Now one of the brightest, highly trained, and bloodiest members in the GAFE, Guzmán Decena was sent to the northern state of Tamaulipas.

While operating as the security chief in the city of Miguel Alemán, Tamaulipas, he was recruited by Cárdenas Guillén's cartel.

Investigators say that Guzmán Decena first worked with the Gulf Cartel by taking bribes from Osiel Cárdenas Guillén and turning a blind eye on the drug shipments of the cartel.

Such payments were typical among military commanders, but while soldiers had often accepted bribes from the drug lords, it was not common for them to defect from the army and join their ranks.

Bribes were seen by soldiers as "benefits" to their job, and officers stood firm to the idea that they were protectors of the Mexican people.

1996

Once Juan García Ábrego, the founder of the Gulf cartel, was imprisoned in 1996, Ángel Salvador Gómez Herrera (a.k.a. El Chava) sought to take over the assets of the criminal organization along with Cárdenas Guillén.

1997

He defected from the military in 1997 and formed Los Zetas, the Gulf Cartel's former paramilitary wing, under the leadership of the kingpin Osiel Cárdenas Guillén.

Guzmán Decena was born in a poor family in Puebla and joined the military as a teenager to escape from poverty.

He began to take bribes from the Gulf Cartel while still serving in the military, but eventually defected to work full-time for the criminal organization in 1997.

For years he recruited other members of the Mexican Armed Forces to form Los Zetas.
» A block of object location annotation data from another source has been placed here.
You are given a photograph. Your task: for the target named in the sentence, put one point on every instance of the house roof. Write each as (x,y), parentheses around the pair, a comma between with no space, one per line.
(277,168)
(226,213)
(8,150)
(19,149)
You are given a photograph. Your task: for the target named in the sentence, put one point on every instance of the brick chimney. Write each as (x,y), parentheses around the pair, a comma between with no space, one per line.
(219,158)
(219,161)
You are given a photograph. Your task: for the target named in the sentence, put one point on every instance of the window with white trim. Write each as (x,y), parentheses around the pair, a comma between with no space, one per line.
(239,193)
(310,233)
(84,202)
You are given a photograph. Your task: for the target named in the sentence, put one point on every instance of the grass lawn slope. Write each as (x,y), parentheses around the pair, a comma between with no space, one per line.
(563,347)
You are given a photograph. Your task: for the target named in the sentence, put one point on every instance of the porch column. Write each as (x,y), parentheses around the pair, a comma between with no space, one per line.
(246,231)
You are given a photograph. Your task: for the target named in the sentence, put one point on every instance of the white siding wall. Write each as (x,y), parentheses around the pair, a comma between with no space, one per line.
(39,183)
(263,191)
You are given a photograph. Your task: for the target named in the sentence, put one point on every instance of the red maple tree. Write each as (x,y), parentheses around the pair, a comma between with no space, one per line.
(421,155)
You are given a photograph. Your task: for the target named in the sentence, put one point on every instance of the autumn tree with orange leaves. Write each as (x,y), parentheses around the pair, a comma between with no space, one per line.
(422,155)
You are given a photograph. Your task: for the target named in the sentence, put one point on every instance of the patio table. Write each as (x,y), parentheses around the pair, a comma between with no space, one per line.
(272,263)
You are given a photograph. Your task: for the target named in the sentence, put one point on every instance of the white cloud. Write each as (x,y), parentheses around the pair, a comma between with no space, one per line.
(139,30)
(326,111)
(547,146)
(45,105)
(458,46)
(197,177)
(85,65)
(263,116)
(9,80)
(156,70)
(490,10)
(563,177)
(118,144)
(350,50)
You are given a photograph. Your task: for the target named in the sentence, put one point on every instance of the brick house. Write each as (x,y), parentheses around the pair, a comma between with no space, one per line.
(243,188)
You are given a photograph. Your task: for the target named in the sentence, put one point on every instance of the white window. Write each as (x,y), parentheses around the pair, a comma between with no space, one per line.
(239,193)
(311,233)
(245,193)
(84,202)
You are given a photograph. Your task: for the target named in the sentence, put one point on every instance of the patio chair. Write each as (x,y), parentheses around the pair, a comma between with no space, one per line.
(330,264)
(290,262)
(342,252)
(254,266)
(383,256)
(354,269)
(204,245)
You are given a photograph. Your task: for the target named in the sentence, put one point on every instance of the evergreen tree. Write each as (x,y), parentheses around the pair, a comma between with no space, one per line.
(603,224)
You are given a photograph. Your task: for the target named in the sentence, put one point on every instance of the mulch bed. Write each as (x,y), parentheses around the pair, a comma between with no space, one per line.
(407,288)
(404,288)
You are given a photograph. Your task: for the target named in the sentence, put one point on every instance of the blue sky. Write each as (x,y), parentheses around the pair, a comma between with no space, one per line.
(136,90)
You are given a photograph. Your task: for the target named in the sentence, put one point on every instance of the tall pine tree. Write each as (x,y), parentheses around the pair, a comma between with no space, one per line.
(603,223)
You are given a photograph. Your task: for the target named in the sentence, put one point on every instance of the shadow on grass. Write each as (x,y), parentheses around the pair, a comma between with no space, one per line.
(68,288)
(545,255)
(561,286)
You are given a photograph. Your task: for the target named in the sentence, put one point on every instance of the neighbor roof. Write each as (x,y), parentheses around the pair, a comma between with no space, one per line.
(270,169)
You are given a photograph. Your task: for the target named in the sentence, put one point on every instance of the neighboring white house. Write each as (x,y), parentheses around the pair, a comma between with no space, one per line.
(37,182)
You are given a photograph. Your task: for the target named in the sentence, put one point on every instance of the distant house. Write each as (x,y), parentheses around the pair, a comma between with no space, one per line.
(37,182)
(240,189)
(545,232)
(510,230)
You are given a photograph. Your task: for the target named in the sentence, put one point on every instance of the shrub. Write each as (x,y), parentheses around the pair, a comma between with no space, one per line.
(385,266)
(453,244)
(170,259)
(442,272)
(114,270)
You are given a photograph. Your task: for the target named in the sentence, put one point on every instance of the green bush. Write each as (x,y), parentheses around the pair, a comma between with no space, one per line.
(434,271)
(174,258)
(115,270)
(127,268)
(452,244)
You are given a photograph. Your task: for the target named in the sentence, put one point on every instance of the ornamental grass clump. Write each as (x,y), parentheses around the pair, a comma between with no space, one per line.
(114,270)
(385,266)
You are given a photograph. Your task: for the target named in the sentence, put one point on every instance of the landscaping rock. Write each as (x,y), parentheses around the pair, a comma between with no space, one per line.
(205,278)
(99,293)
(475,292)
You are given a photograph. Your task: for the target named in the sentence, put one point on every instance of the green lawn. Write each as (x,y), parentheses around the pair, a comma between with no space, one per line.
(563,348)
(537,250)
Guzmán Decena, however, shattered that model and left the military in 1997 to work full-time with a drug trafficking organization.

According to the British journalist, Ioan Grillo, it is still unclear why Guzmán Decena defected from the army to become a "narco-mercenary."

A common explanation is that Guzmán Decena left the military in search of a higher payment, seeing that many cartel members lived ostentatiously and earned more in a year than a GAFE member earned in a lifetime.

Nonetheless, he would have also lived comfortably as a successful GAFE member in the army.

And by joining the Gulf cartel, he was becoming a fugitive and increasing his chances of being arrested or killed.

Hence, a crucial factor in his defection may have been the seismic change of Mexico's transition to democracy and the tearing rule of the PRI.

The "new Mexico" and the democracy that came with it was feared by many soldiers who had made abuses during the old regime.

Mounting pressures arose from the families of the "disappeared" who made marches in Mexico City, and many military officers were found guilty in courts-martial for human right abuses and corruption.

For years, some military generals took bribes from the cartels; amid the turmoil, Guzmán Decena acknowledged that he was better off outside the system and as a leader of Los Zetas.

Cárdenas Guillén then asked Guzmán Decena to help him recruit and set up the most ferocious hit squad possible for his cartel.

Mexican federal agents later released the conversation between the two after an informant passed on the information of the new unit:

Following the orders, Guzmán Decena recruited dozens of soldiers from the Mexican military.

Some media outlets report that the formation of Los Zetas was the result of a "mass defection" of a single army unit.

But military records show that this claim is false and inaccurate.

Soldiers left their ranks and joined Los Zetas over some months and were from a number of different military units, but a number of GAFE soldiers made up a large part of the deserters.

The members were given a codename with the letter Z, starting with Guzmán Decena with Z-1.

Within some months, Guzmán Decena commanded a mercenary army of 38 defected soldiers enticed by salaries substantially higher than those paid by the Mexican government.

The GAFE soldiers that went to work with the Gulf cartel took with them a number of the Mexican Army's most sophisticated machine guns, assault rifles, pistols, bazookas, grenades, and telecommunications and surveillance equipment.

The role of Los Zetas was soon expanded by "collecting debts, securing cocaine supply and trafficking routes known as 'plazas,' and executing its foes – often with grotesque savagery."

2002

He served as the right-hand man of Cárdenas Guillén until 21 November 2002, when he was gunned down and killed by the Mexican Army Special Forces in the border city of Matamoros, Tamaulipas.